Modeling of configurational transitions in atomic systems
B.M. Smirnovb aDepartment of Chemistry, University of Chicago, 5735 South Ellis Ave., Chicago, Illinois, 60637, USA bJoint Institute for High Temperatures, Russian Academy of Sciences, ul. Izhorskaya 13/19, Moscow, 127412, Russian Federation
Configurational transitions in atomic systems, i.e. transitions that change the system’s geometric structure, include chemical reactions in gases, transitions between aggregate states of a polyatomic system, i.e. the phase transitions, and nanocatalytic processes. These transitions are analyzed from the standpoint of the behavior of the system on its effective Potential Energy Surface (PES), so that the transition results from passage between different local minima of the PES. It is shown that the density functional theory (DFT) is suitable in principle for the analysis of complex atomic systems, but based on contemporary computer codes, this method is not suitable even for simple atomic systems, such as heavy atoms or metal clusters.
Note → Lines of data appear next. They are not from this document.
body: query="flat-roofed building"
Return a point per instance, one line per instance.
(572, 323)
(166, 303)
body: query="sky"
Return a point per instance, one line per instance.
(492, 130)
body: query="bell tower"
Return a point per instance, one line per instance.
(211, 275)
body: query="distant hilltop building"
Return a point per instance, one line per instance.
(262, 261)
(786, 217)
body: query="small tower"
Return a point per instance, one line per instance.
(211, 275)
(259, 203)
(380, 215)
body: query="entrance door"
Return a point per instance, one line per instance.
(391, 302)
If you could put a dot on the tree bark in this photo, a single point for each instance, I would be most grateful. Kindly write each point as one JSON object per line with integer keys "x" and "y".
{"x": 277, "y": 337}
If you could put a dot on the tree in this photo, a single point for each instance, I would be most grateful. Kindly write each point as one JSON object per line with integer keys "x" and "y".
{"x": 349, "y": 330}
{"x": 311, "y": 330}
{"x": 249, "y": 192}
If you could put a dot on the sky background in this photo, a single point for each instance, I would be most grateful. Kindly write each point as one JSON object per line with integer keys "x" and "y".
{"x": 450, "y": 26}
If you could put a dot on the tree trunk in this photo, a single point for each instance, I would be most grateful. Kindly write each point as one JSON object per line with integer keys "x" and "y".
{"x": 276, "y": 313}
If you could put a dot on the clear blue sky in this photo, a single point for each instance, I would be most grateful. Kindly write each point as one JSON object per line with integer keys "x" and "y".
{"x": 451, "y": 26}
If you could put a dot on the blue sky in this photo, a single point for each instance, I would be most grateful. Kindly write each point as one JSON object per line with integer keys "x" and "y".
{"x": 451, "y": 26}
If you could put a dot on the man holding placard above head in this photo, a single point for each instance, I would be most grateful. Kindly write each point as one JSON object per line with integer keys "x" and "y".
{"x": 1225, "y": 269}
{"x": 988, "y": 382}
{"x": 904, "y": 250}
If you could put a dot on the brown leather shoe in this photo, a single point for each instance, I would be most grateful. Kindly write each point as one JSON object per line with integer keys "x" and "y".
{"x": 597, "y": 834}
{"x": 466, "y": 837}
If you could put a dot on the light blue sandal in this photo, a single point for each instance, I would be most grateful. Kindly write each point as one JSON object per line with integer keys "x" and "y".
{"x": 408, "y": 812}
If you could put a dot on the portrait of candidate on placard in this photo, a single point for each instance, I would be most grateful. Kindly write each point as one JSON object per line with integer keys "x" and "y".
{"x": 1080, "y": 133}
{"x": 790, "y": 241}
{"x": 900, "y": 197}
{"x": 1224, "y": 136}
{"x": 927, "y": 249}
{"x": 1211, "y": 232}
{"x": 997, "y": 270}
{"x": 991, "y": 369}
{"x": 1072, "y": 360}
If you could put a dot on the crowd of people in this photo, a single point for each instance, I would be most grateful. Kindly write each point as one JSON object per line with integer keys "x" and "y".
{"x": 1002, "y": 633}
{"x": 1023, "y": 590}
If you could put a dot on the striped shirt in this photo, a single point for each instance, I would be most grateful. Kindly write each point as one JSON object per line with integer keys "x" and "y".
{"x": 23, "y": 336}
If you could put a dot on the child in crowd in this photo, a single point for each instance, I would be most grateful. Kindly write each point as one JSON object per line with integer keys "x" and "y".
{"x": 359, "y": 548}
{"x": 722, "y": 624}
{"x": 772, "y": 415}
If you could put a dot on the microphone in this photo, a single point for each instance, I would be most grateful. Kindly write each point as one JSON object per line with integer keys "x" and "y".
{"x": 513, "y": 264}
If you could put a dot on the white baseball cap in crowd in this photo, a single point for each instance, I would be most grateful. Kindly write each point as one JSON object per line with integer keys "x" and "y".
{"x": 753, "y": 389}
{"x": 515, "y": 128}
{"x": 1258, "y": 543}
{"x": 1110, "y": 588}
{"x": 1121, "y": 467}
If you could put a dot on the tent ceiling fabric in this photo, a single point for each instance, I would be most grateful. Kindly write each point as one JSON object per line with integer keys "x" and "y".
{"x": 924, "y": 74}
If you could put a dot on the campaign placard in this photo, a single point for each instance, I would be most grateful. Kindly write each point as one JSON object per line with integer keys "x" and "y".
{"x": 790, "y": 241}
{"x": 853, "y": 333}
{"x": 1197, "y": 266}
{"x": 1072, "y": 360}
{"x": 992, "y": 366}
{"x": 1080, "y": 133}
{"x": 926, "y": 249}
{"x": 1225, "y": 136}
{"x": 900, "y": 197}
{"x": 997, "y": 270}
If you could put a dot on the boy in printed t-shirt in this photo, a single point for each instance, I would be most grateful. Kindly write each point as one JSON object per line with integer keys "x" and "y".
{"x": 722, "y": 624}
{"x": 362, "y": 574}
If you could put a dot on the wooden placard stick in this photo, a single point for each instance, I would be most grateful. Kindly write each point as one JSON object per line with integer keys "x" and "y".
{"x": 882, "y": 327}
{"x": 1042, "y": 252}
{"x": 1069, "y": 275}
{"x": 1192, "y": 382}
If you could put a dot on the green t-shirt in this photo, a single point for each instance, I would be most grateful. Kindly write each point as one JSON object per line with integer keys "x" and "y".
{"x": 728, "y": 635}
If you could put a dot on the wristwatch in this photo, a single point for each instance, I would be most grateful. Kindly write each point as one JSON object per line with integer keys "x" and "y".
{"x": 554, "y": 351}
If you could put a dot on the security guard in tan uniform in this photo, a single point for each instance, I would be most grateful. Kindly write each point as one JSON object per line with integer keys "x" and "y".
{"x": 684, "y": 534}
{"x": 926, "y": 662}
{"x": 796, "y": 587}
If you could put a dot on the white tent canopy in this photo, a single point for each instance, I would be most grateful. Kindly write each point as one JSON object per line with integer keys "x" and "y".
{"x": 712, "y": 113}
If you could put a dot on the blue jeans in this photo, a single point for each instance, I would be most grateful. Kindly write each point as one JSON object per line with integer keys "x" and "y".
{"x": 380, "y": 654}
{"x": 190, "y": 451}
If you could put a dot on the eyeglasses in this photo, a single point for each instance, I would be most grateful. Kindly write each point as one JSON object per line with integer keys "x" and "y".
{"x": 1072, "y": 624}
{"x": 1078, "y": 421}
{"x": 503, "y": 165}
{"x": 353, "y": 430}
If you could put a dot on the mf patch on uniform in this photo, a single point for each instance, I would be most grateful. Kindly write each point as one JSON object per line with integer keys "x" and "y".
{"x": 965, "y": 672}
Next, a statistical determination of energetic parameters of atomic systems does not allow to analyze the dynamics of configuration transitions; in particular, the activation energy of a chemical process differs significantly from the height of a barrier which separates the atomic configurations of the initial and final states of the transition. In particular, the statistical models, including DFT, give a melting point for clusters with a pairwise atomic interaction that is twice that from dynamic models which account for thermal motion of atoms. Hence the optimal description of configurational transitions for atomic systems may be based on joining the DFT methods for determination the PES of this system with molecular dynamics, to account for thermal motion of atoms.